Wunmi has been profiled in numerous media including UK’s Radio One, One Extra, BBC World Service, France’s Radio Nova, and in the US; National Public Radio, WCRW, BET J and the African Channel.
Now, back to her highly anticipated 2013 release. Wunmi has teamed with co-producers, Jeremy Mage and Kwame Yeboah. Kwame is known for his collaboration with Craig David and Afro funk legend Band Osibisa. He is a multi-instrumentalist, singer, songwriter, producer and composer.

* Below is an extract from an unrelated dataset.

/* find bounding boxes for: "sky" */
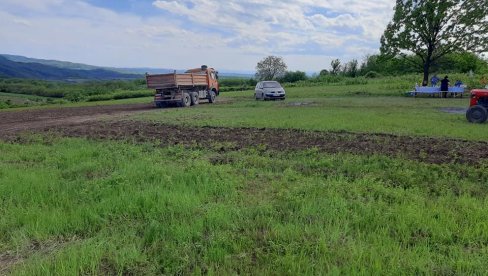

Her influences for the tracks are wide – she draws as much from Kate Bush and Sade as she does from U.S. funk and soul. Of course, Wunmi draws on the Yoruba styling of Nigerian Afrobeat, highlife and juju. Behind the trademark Wunmi grooves, she tackles difficult issues. There are tracks exploring the alienation of living away from home, the stark choices faced by those who fall outside of the system and the indifference of governments.
It is Wunmi – from the heart and her artistry. It represents some of her best work and solidifies Wunmi’s solid dance music pedigree. This is not African music, world music or any other genre. This is Wunmi’s world and there is nowhere else quite like it. Listen for music which evokes her physical and spiritual pilgrimage back to Africa and the evolving richness of her mosaic.